Politisation à double tranchant
La politisation de Twitch n’est en tout cas guère du goût de ses utilisateurs historiques, qui accusent Samuel Étienne de "pourrir" la plateforme. "J’entends la colère d’une partie de la communauté Twitch, pour qui cet espace devrait être préservé de la politique et plus encore de la parole gouvernementale [mais] Twitch est un espace de liberté [et] mon pari, c’est [qu’il] peut-être un outil de dialogue, d’échanges, de débats", a-t-il plaidé.

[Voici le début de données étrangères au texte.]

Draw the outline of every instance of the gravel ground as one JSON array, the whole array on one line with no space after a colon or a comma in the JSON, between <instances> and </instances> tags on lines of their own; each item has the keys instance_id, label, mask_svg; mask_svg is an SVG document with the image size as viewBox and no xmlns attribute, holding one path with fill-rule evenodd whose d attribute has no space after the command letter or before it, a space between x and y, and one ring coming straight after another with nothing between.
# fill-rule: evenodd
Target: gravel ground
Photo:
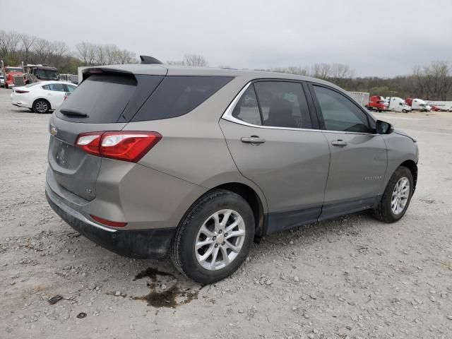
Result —
<instances>
[{"instance_id":1,"label":"gravel ground","mask_svg":"<svg viewBox=\"0 0 452 339\"><path fill-rule=\"evenodd\" d=\"M0 338L452 338L452 114L378 115L420 148L400 221L364 213L273 234L202 287L62 222L44 195L49 115L0 90Z\"/></svg>"}]
</instances>

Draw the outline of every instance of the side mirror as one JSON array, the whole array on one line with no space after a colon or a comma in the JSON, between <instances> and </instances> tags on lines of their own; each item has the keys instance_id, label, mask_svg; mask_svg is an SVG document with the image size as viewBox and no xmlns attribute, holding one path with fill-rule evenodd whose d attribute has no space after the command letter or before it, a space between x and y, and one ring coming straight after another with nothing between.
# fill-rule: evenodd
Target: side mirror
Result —
<instances>
[{"instance_id":1,"label":"side mirror","mask_svg":"<svg viewBox=\"0 0 452 339\"><path fill-rule=\"evenodd\" d=\"M376 124L376 133L378 134L390 134L394 131L393 125L388 122L377 120Z\"/></svg>"}]
</instances>

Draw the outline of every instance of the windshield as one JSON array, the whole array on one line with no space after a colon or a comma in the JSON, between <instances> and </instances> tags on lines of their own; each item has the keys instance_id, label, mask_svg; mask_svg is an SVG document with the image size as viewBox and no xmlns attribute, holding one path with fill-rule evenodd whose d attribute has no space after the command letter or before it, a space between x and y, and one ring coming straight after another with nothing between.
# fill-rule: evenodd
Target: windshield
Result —
<instances>
[{"instance_id":1,"label":"windshield","mask_svg":"<svg viewBox=\"0 0 452 339\"><path fill-rule=\"evenodd\" d=\"M12 73L12 72L22 73L22 69L20 67L7 67L5 69L5 73Z\"/></svg>"},{"instance_id":2,"label":"windshield","mask_svg":"<svg viewBox=\"0 0 452 339\"><path fill-rule=\"evenodd\" d=\"M56 71L50 69L37 69L35 75L40 80L58 80Z\"/></svg>"}]
</instances>

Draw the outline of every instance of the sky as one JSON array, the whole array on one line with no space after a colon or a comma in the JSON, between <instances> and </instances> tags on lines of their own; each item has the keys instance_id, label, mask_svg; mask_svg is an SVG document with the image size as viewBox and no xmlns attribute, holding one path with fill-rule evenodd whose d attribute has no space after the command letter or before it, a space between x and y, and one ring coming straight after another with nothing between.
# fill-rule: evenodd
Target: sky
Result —
<instances>
[{"instance_id":1,"label":"sky","mask_svg":"<svg viewBox=\"0 0 452 339\"><path fill-rule=\"evenodd\" d=\"M451 0L0 3L0 30L64 41L74 50L82 41L111 43L162 61L196 53L209 66L237 69L340 63L357 76L452 63Z\"/></svg>"}]
</instances>

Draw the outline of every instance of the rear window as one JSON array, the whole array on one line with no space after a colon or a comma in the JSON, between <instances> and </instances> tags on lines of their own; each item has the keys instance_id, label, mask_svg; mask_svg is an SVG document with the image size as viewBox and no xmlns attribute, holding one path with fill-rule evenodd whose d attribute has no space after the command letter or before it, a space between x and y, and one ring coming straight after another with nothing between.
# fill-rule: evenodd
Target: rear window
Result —
<instances>
[{"instance_id":1,"label":"rear window","mask_svg":"<svg viewBox=\"0 0 452 339\"><path fill-rule=\"evenodd\" d=\"M157 120L184 115L232 79L225 76L165 77L132 121Z\"/></svg>"},{"instance_id":2,"label":"rear window","mask_svg":"<svg viewBox=\"0 0 452 339\"><path fill-rule=\"evenodd\" d=\"M68 97L56 115L64 120L77 122L117 122L133 95L136 85L137 81L131 74L93 74ZM64 115L61 110L86 114L88 117Z\"/></svg>"}]
</instances>

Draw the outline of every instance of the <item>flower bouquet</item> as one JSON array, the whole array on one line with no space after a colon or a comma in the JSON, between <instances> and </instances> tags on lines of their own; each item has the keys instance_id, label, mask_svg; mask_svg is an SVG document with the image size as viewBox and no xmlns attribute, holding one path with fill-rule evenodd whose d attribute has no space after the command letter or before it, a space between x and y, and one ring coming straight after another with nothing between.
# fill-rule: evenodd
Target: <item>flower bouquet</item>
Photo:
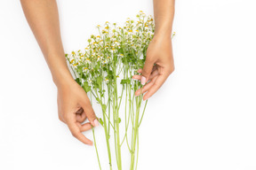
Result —
<instances>
[{"instance_id":1,"label":"flower bouquet","mask_svg":"<svg viewBox=\"0 0 256 170\"><path fill-rule=\"evenodd\" d=\"M105 132L109 169L122 169L121 148L125 145L130 152L130 170L137 169L138 165L139 128L148 100L143 101L142 95L134 96L142 85L132 77L143 68L155 24L152 16L141 11L136 18L128 18L123 27L108 21L103 27L98 25L99 35L91 35L84 50L66 54L76 82L102 110L98 119ZM92 132L101 169L93 128Z\"/></svg>"}]
</instances>

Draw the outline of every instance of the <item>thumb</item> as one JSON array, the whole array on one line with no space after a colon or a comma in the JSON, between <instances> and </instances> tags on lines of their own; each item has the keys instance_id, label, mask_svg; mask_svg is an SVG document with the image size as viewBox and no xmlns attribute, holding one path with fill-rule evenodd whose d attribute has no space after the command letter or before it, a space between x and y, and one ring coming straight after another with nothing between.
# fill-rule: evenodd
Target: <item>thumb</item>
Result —
<instances>
[{"instance_id":1,"label":"thumb","mask_svg":"<svg viewBox=\"0 0 256 170\"><path fill-rule=\"evenodd\" d=\"M148 81L153 66L154 66L154 61L151 59L151 58L148 57L146 58L145 65L142 70L142 77L140 81L142 85L144 85Z\"/></svg>"},{"instance_id":2,"label":"thumb","mask_svg":"<svg viewBox=\"0 0 256 170\"><path fill-rule=\"evenodd\" d=\"M86 103L84 103L82 104L82 107L84 109L84 112L85 112L85 115L88 119L88 120L90 121L90 123L93 126L93 127L98 127L99 126L99 121L98 119L95 115L95 112L92 109L92 106L90 103L90 101L87 101Z\"/></svg>"}]
</instances>

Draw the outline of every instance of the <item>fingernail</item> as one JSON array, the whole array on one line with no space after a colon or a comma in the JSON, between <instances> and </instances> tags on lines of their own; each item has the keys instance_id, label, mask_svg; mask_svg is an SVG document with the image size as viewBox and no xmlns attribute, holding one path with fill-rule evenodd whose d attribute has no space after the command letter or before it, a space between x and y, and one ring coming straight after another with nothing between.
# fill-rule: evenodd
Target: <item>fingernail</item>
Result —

L’entrée du politique sur Twitch comme auparavant sur TikTok ou Instagram, tout comme le recours à des influenceurs (le 19 février, Emmanuel Macron a mis au défi McFly & Carlito, un duo de YouTubeurs parmi les plus influents de France) donne en tout cas un avant-goût de ce que sera la campagne présidentielle. Tous les partis et particulièrement La République en Marche peaufinent des stratégies numériques en ce sens, qui pourraient toutefois s’avérer contre-productives car jugées pas naturelles par les utilisateurs des réseaux sociaux. "Les politiques français détournent la raison d’être des réseaux sociaux", en en faisant un outil de communication, au lieu "d’en respecter la culture" faite d’échanges horizontaux. Une offensive qui passe mal, surtout "après avoir passé plusieurs années à parler des réseaux sociaux comme d’une menace", explique Philippe Moreau-Chevrolet, expert en communication politique et professeur à Science Po. Derrière le buzz grisant, les politiques pourraient donc essuyer de désagréables retours de bâton et goûter aux bad buzz.